Over at GigaOM, Stacey Higginbotham is worried Wheeler is going wobbly because he did not address the question of traffic prioritization (for a price) by ISPs, which the now-vacated rules had prohibited, and because he refers to “a transparent, inclusive process” for moving forward, which she thinks might leave the door open for the ISPs to work their will through lobbying.
I was struck by something else though: the spin he put on the 2005 Brand X case, which he called “a critical predicate to today’s regulatory deliberations.”
The Brand X case, of course, grew out of a decision by a very different FCC, under a very different chairman leading a Republican majority to classify cable broadband service as an information service, rather than as a telecommunications service that would be subject to long-established common carrier (i.e. neutrality) rules. Brand X, a small internet access provider, sued the FCC, arguing that broadband providers should be required to open their networks to other service providers, including competitors, just as local phone networks were required to do.

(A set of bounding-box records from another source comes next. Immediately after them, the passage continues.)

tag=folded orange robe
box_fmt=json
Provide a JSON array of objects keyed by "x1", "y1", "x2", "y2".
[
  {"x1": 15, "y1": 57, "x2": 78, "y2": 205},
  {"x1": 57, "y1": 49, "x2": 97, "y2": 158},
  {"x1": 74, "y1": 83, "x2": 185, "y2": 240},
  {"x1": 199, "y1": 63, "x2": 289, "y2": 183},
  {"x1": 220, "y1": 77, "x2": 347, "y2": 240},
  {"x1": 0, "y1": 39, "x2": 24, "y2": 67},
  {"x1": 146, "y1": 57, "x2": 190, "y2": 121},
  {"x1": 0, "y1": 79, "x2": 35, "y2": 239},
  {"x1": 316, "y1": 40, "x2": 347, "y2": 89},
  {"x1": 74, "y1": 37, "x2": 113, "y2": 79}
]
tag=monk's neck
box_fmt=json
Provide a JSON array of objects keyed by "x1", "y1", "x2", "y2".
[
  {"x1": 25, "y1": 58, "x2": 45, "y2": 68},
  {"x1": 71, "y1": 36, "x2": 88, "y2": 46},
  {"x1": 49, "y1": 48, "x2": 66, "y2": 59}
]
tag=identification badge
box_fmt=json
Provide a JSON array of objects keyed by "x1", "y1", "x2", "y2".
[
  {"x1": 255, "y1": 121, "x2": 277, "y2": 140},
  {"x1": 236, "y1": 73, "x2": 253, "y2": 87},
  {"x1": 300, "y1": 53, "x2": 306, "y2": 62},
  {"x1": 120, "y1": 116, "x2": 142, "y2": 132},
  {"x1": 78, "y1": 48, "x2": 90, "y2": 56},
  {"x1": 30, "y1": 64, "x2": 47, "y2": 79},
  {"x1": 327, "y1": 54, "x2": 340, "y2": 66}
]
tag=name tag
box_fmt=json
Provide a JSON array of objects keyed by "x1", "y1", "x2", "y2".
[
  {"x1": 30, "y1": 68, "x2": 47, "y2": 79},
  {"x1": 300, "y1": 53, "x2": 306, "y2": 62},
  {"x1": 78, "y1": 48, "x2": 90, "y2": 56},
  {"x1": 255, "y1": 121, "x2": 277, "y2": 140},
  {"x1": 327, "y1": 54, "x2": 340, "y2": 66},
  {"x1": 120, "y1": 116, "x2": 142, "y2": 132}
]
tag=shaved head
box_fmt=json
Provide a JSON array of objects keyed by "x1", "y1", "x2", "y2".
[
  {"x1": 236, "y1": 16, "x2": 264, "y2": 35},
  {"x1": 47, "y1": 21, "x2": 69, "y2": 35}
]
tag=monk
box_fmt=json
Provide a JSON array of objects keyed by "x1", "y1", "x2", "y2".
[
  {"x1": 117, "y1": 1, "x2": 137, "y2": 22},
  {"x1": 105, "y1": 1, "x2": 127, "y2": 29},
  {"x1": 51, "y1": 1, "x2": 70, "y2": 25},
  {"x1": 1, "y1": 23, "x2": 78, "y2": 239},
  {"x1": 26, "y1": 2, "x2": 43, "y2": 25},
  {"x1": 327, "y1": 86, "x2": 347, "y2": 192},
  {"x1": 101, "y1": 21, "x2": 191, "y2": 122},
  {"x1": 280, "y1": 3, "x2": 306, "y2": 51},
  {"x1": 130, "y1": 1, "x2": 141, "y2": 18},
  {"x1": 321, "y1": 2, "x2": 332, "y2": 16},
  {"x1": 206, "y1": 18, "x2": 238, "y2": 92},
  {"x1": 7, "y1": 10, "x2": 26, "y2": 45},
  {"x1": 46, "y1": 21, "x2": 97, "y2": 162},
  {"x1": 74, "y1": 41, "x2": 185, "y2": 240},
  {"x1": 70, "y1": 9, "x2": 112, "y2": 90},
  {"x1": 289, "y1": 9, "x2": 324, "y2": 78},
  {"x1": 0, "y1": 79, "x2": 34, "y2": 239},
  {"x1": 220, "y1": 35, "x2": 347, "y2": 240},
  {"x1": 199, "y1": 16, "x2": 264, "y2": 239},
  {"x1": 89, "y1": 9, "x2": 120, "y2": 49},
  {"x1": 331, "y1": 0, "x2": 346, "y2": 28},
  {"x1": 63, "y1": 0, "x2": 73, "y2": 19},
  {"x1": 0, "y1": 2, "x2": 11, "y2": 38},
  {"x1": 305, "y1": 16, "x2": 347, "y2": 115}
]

When the case eventually reached the Supreme Court, a conservative majority, in an opinion written by Clarence Thomas, upheld the FCC’s authority to, in effect, not regulate, concluding, as Wheeler noted approvingly, “The questions the Commission resolved in [Brand X] involve a ‘subject matter [that] is technical, complex, and dynamic’…Nothing in the Communications Act…makes unlawful the Commission’s use of its expert policy judgment to resolve these difficult questions.”
I strongly suspect Justice Thomas, to say nothing of former FCC chairman Kevin Martin, would look rather less favorably at the commission now using “its expert policy judgment” to, in effect, reverse the outcome of Brand X. Nor would they likely appreciate being cited as the authority for the FCC’s power to regulate. But I suspect that’s precisely Wheeler’s point.
Maybe he is getting ready to take a dive. But it’s also possible he’s laying the groundwork to defend a decision not to take a dive against the inevitable criticism that the agency has once again overstepped it’s authority. Why, no less authority than Clarence Thomas and a conservative Supreme Court have recognized the FCC’s authority to exert its “expert policy judgment.”